Gathered at a local museum, village leaders performed a special ceremony to pay respect to their deity known as Prayataenluang in asking for peace and prosperity for all villagers.
“We have our own language, a language which includes 39 characters… we have our own distinct hairstyle and vibrant clothes which are different to other regions in Thailand. We have our own set of rules, and way of life. More importantly, we are loving, humble and very honest people. All ethnic groups regardless of where they are from should have this particular standpoint and unity,” said Thanom Kongyimlamai, a local wisdom bearer.

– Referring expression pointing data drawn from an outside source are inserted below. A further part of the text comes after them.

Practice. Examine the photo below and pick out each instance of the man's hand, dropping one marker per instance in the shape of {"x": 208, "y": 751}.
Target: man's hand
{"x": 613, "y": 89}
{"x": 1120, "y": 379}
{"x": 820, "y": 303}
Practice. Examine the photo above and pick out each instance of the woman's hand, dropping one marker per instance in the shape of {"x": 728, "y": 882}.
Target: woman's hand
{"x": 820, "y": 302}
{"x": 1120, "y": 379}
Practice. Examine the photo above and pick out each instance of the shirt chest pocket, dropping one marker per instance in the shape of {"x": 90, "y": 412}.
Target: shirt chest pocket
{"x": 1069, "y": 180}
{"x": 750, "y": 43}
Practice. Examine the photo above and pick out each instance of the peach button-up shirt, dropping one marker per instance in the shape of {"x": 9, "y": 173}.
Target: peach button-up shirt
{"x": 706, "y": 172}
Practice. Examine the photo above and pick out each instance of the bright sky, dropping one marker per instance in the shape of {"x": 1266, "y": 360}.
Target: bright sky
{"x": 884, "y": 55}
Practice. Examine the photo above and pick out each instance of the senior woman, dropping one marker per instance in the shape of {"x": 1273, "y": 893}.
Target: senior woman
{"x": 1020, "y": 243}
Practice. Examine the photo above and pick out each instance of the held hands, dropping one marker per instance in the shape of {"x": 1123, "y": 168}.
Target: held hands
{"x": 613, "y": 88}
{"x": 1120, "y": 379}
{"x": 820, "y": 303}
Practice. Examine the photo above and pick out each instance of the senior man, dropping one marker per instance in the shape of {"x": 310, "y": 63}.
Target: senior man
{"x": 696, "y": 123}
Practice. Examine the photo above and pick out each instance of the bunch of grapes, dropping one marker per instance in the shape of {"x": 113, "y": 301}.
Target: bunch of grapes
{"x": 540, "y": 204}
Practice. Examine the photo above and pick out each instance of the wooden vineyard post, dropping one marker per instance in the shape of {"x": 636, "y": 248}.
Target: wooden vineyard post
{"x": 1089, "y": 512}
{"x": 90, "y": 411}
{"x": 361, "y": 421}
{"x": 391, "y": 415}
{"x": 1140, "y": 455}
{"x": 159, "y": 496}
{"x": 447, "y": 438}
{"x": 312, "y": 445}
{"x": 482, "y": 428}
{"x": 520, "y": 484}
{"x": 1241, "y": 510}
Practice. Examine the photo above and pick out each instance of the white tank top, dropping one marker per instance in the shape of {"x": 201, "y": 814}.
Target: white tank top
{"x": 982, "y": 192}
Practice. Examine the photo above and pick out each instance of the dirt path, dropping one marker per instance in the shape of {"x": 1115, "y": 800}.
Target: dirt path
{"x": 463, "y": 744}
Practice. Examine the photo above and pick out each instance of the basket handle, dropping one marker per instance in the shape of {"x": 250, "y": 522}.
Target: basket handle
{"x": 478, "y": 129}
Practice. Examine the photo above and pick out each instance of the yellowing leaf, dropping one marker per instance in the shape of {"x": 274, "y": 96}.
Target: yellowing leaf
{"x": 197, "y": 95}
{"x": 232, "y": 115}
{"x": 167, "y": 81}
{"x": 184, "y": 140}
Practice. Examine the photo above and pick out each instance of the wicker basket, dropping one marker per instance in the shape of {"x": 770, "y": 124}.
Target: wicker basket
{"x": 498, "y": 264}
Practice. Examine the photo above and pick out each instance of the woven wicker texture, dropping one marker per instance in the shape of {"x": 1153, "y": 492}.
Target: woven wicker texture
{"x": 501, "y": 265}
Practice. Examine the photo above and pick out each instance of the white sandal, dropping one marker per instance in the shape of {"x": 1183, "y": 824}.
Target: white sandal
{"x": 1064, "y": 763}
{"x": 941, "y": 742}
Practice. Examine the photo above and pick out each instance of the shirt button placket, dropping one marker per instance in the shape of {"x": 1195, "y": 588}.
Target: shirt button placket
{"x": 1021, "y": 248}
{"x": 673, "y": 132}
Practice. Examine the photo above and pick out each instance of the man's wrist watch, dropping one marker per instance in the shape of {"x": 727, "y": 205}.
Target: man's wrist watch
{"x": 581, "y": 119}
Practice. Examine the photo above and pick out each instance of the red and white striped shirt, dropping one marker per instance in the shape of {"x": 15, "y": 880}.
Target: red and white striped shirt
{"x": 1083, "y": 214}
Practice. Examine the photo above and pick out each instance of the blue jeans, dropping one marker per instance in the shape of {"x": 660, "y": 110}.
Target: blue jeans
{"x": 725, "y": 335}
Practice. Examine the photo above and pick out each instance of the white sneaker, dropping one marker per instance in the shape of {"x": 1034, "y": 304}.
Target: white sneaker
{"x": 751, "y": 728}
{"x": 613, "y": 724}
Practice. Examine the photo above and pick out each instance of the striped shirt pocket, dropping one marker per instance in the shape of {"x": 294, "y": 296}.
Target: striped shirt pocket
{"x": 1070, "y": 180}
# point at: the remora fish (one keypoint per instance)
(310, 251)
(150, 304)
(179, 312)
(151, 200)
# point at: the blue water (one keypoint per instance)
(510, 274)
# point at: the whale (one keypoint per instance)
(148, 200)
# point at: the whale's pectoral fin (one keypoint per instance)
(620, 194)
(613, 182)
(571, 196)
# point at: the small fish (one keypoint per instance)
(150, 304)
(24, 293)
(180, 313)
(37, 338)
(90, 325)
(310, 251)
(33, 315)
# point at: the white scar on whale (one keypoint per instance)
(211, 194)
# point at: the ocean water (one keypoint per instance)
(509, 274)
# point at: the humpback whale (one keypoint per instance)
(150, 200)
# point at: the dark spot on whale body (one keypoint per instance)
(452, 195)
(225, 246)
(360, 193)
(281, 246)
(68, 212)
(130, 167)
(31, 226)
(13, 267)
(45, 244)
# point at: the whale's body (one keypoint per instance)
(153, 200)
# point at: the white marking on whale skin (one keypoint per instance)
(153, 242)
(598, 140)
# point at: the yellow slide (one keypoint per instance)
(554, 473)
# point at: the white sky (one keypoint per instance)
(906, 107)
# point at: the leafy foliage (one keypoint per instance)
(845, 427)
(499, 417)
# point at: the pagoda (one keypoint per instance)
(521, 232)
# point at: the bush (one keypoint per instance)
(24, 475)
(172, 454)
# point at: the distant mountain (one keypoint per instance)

The clothing that the Thai Song Dam wear are mainly dark colours, such as black or dark blue, with women’s hair specifically tied up in a high bun, as well as a scarf which describes their own status. The various activities enable the youth to get to learn more about one another.
“We are very concerned about how this ethnic minority group will be able to withstand the changing currents of modern trends and globalization. We’re worried about this issue and will try to incorporate local culture into the educational curriculum. We have our own language, way of life as well as culture, which I believe has brought us to this day,” Panas Luanmuang, chief of Nong Prong Subdistrict Administrative Organisation.
Although ethnic groups are always posed with a challenge to maintain their own sense of identity amid an ever-changing world, the ethnic Thai Song Dam are a great example of how traditions passed on for over hundreds of years can still be beautifully performed even in the midst of our globalised era.